Pietro della Valle - Portrayt
Pietro della Valle - Source

The existence of this language is above all testified by the accounts of cultured travellers. For example, Pietro della Valle —an talian theologian, erudite and musician who lived during the seventeenth century— tells about a maronite priest he met in Aleppo with whom he communicated by using a “bastard language”: very similar to Italian but without verbal tenses.

From sailors to fairgrounds and theatre

As with any other language, the Mediterranean Lingua Franca evolved through time, and according to some linguists, together with Romani and Yiddish, it constitutes one of the foundations from which another language arose: the Parlyaree. The latter used to be spoken in British fish markets, but also among sex workers, traveling entertainment troupes linked to carnivals fairs and theatrical performers. According to some linguists it is even possible to find some Parlyaree words in Shakespeare’s pieces, such as the term “bona” (good, attractive) recurring in Henry IV.

Shakespeare
Shakespeare

Since several gay men — and to a lesser extent also lesbians — used to work in theatrical entertainment or were involved in the British Merchant Navy, a form of Parlyaree, Polari, spread widely among gay communities. Being homosexuality illegal at the time, Polari soon transmuted itself into an actual cryptolect: a slang used as an alternative secret language for groups at odds with mainstream society.

From secret code language to pop culture

Polari was an invaluable tool for the gay community. This language not only allowed gay people to communicate with each other in public by avoiding disguised policemen, but it also provided a sense of identity and belonging.

Yet, through time, Polari gradually lost its function as a cryptolect: on one side, during the last years of the sixties homosexuality finally — and luckily — ceased to be illegal; on the other hand, Polari gradually started to become a popular phenomenon. Radio shows first, and pop songs then revealed the mystery, therefore, it was not so useful as a cryptolect.

Nowadays the status of this language is practically schizophrenic. A survey conducted in the early 2000s by one of the leading experts of Polari, Paul Baker, has highlighted how this language is currently mainly spoken by old gay men belonging to the drag scene or other forms of theatrical entertainment. Most young people interviewed at the time by Baker "never heard of it and of those who had, a good number believed it was old fashioned and encouraged men to be camp so should never be brought back. Around the same time, Boyz magazine denounced it as evil". Yet, Baker also noticed that "in the 20 years since then, attitudes have softened somewhat".

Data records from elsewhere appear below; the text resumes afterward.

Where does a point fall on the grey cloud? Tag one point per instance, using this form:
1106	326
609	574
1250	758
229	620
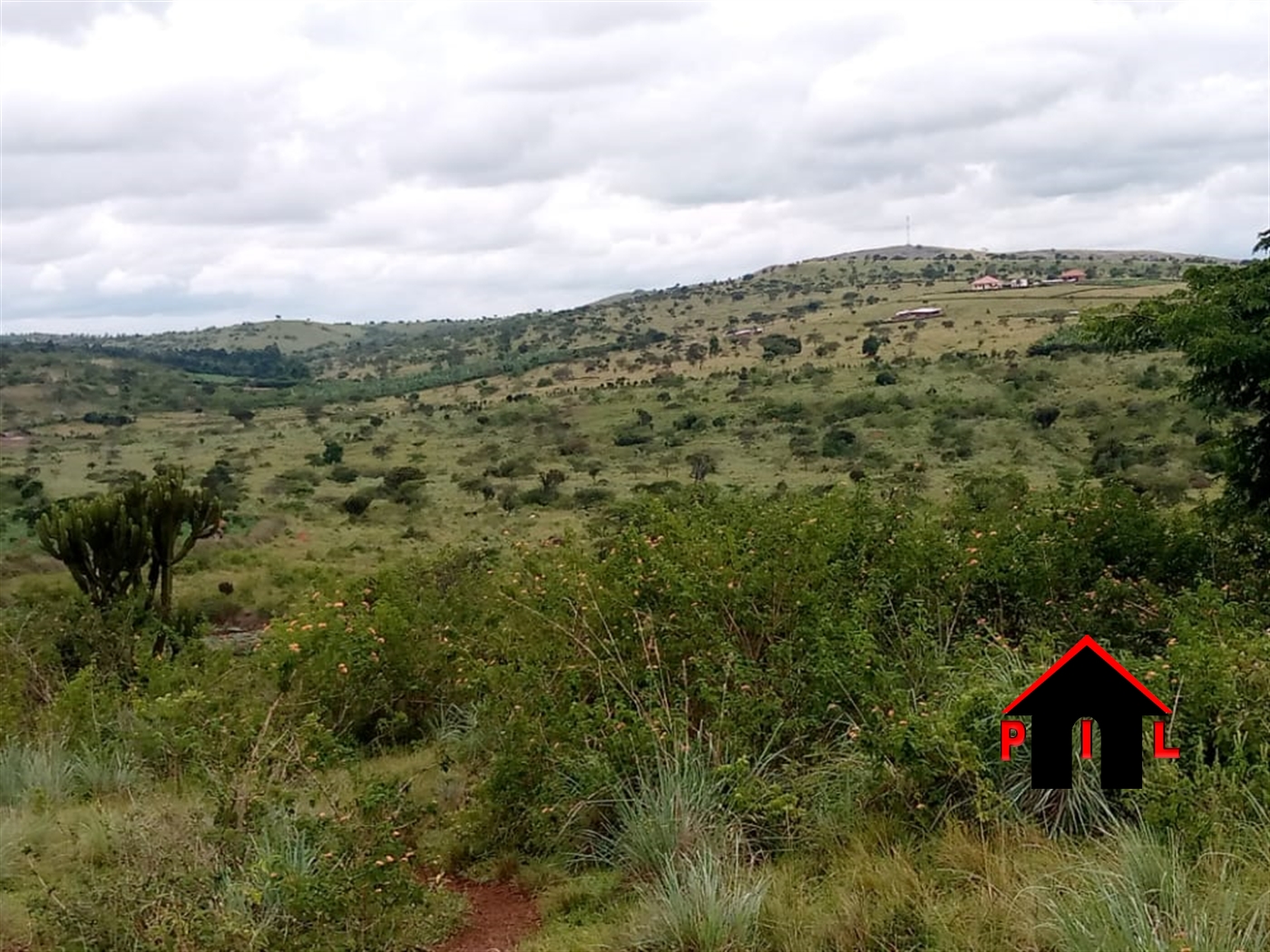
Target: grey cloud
413	160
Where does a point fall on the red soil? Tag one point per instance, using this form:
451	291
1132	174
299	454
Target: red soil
502	914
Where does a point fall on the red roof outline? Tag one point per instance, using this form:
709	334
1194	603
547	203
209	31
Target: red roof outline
1088	641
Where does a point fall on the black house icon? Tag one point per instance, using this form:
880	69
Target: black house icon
1086	683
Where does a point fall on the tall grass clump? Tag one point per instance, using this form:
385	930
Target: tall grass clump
48	772
35	772
670	810
1146	894
702	901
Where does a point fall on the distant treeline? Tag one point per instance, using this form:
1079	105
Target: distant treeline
266	367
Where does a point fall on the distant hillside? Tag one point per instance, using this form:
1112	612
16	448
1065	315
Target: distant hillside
631	336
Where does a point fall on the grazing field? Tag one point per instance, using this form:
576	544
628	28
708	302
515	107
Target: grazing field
698	637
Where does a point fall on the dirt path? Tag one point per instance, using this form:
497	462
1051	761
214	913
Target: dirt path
502	914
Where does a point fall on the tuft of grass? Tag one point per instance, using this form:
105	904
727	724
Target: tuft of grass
51	773
702	901
1147	895
672	810
35	773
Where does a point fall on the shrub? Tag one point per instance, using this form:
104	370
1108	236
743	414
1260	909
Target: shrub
1044	416
357	504
592	495
837	443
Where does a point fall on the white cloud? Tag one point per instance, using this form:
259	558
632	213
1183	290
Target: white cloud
48	278
169	165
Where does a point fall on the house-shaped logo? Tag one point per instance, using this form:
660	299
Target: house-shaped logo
1086	685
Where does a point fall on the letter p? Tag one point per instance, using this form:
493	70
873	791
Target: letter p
1012	733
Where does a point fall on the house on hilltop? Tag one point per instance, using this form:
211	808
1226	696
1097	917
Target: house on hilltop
1086	683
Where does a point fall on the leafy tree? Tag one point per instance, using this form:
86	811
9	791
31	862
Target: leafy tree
1044	416
1221	323
780	345
837	442
343	473
220	482
701	466
357	504
552	480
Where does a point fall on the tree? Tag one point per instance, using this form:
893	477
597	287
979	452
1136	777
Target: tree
108	541
102	545
357	504
552	480
180	517
837	442
1221	323
701	466
1044	416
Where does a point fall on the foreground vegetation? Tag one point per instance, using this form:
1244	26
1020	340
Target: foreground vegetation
688	717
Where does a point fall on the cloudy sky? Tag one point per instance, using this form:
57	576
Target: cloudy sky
187	164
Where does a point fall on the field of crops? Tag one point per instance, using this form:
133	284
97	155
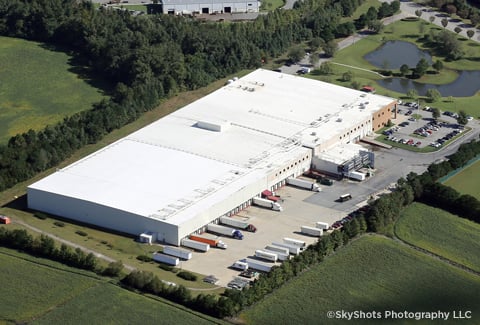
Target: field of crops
466	181
55	294
372	274
39	86
441	233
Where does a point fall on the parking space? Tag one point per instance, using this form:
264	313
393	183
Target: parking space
418	128
271	226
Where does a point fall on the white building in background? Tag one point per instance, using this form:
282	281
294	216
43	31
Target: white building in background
178	7
210	158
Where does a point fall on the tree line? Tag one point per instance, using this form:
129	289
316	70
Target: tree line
147	59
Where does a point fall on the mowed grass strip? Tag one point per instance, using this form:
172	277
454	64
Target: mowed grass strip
372	273
109	304
39	86
441	233
467	181
29	290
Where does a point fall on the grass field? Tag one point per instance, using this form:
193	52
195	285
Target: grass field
466	181
406	31
56	294
441	233
372	274
39	86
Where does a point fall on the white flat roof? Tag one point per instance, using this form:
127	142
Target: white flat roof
176	166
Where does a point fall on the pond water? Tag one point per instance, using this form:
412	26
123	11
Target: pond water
393	54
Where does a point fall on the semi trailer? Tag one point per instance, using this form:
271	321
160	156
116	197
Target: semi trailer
322	225
238	224
312	231
226	231
178	252
166	259
272	257
213	241
199	246
308	185
266	203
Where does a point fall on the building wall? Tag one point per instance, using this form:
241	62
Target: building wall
381	117
100	215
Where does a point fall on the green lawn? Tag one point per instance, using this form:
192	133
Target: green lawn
40	291
372	274
406	31
441	233
39	86
466	181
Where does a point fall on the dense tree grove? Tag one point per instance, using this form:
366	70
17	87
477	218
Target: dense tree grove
146	58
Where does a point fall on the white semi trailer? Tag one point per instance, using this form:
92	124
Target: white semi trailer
322	225
167	259
195	245
308	185
178	252
267	204
272	257
312	231
295	250
257	265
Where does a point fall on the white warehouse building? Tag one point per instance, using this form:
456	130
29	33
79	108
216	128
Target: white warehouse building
210	158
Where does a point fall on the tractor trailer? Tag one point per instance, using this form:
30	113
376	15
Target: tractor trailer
211	240
272	257
226	231
312	231
267	204
295	250
238	224
303	184
199	246
166	259
321	225
178	252
257	265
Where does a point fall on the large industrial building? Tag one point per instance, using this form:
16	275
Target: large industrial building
178	7
210	158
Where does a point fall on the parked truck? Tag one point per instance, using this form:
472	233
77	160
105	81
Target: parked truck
280	256
322	225
166	259
239	265
178	252
238	224
258	265
295	242
199	246
308	185
312	231
266	203
213	241
295	250
356	176
272	257
226	231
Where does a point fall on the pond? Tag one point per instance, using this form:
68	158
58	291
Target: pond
393	54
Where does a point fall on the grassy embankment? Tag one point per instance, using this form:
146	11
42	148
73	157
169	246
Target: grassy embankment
466	181
39	86
373	273
406	31
40	291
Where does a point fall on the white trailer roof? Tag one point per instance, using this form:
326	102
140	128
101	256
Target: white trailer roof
197	156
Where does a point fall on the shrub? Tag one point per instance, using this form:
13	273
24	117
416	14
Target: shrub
81	233
187	276
59	224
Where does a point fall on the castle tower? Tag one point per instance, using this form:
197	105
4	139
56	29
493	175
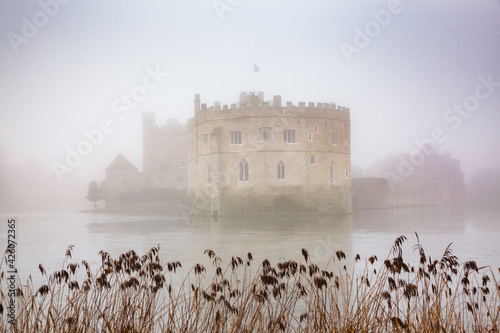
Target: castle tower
258	158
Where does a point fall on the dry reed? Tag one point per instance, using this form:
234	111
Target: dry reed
136	294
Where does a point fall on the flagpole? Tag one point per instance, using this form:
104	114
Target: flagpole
253	79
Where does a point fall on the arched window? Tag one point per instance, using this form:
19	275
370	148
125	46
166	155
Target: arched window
281	170
209	173
332	176
243	171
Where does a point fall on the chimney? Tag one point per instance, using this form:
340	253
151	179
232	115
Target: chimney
277	101
196	103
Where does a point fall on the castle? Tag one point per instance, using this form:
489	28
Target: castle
253	157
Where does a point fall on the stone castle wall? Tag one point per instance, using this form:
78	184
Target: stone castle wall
307	185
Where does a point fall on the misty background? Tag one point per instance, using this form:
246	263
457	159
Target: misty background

Reality shows like Ru Paul’s Drag Race are making some UK-based Polari words — as well as other terms rooted in Black American Queer culture — viral, and the latter are nowadays entering the everyday English language, especially among young people. If, on the one hand, this is a common linguistic phenomenon, on the other hand, the LGBTQI community has rightfully seen this process as a form of " commodification of otherness" which could involve an actual erasing of their own history.